The tool that I have to seat the the seat also has a flat area on the handle to use as a guage when adjusting the carb float so that the needle will seat properly with right amount of fuel in the bowl and also closing it off when gravity pulls too much in to the carb.


----------



## Mike Dee (Nov 3, 2019)

all3939 said:


> The tool that I have to seat the the seat also has a flat area on the handle to use as a guage when adjusting the carb float so that the needle will seat properly with right amount of fuel in the bowl and also closing it off when gravity pulls too much in to the carb.


Did you just say "seat the seat" ? :grin: Love it! I did order the tool, it should be here soon.

The welch plug in question is just rusted. I will assemble everything and if it's still acting up I will replace the welch plug too.

Thanks guys!


----------



## Grunt (Nov 11, 2013)

Mike Dee said:


> if it's still acting up I will replace the welch plug too.



That welch plug only covers an air passage, no need to replace it as long as the primer bulb is pushing air through it. Disconnect the primer bulb and blow through the tube, if air passes, it's not clogged.


----------



## tadawson (Jan 3, 2018)

Grunt said:


> That welch plug only covers an air passage, no need to replace it as long as the primer bulb is pushing air through it. Disconnect the primer bulb and blow through the tube, if air passes, it's not clogged.


Well, unless it can shed crap into the bowl and clog fuel passages, such as on the main jet/nut at the bottom of the bowl . . . If it was mine, it woud be long gone and replaced, Far too cheap, easy, and quick to replace to take any kind of risk at all . . . at least as I see it . . . Changing that welch plug should be 2 to 3 minutes tops (if even that long).

Tools: A sharp, fairly sturdy awl. A short rod of some sort a little less than the diameter of the plug. A small hammer, and some cheap nail polish.

1) Stab the old plug near the center with the awl, not hitting the carb casting. Twist and pull the old plug out.

2) Clean the well if anything nasty is in there.

3) Set the new plug in place, with the domed side up. With the rod and mallet, tap down the dome until about flush with the carb body casting, and the plug is tight.

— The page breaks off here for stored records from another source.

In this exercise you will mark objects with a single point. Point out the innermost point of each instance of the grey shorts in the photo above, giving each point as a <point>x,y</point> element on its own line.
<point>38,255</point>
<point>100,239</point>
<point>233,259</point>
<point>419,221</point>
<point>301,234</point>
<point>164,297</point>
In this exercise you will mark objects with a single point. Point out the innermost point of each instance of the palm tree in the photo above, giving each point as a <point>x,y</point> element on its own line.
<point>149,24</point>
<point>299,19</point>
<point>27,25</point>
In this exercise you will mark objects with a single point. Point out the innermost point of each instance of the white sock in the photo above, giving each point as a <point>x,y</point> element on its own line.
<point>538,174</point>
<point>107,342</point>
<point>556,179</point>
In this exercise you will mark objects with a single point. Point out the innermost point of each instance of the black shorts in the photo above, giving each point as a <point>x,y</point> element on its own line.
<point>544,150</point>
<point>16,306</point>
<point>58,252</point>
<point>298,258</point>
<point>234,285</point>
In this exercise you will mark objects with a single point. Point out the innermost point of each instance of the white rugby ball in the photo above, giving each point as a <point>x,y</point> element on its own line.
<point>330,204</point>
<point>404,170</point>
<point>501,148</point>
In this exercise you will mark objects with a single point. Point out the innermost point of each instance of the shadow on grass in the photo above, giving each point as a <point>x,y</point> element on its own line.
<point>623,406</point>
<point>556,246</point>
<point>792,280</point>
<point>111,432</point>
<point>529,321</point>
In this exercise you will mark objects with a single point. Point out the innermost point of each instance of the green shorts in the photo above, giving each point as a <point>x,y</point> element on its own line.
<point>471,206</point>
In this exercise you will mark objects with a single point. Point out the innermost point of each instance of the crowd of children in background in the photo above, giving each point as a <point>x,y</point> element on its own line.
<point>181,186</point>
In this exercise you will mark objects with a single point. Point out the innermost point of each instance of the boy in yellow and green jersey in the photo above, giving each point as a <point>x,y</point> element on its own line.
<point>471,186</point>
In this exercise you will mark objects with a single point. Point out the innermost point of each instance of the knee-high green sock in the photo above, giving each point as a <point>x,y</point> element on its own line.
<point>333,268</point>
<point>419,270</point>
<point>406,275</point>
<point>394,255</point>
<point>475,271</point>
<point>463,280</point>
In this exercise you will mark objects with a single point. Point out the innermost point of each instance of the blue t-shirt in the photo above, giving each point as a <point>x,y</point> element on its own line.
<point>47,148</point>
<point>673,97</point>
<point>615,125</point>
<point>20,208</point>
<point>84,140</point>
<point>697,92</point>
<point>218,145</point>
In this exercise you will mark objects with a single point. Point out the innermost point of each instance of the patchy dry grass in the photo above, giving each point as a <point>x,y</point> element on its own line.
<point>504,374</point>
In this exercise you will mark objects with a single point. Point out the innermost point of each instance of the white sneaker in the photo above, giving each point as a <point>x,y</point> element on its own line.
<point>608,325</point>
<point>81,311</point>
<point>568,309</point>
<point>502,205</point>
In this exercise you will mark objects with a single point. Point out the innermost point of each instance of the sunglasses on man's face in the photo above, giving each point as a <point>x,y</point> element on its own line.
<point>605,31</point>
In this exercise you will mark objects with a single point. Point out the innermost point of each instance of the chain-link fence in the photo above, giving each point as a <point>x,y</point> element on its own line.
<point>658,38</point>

4) Paint the edges with the polish (naturally fuel resistant) to further seal the plug (not really needed on this one, since not airtight to begin with, but a good practice anyhow).

Done!

I have to admit, the first time I replaced plugs was a but nerve wracking, never having done it, but once you do, it's obvious how easy it is, and how hard a person would have to try to screw it up.


----------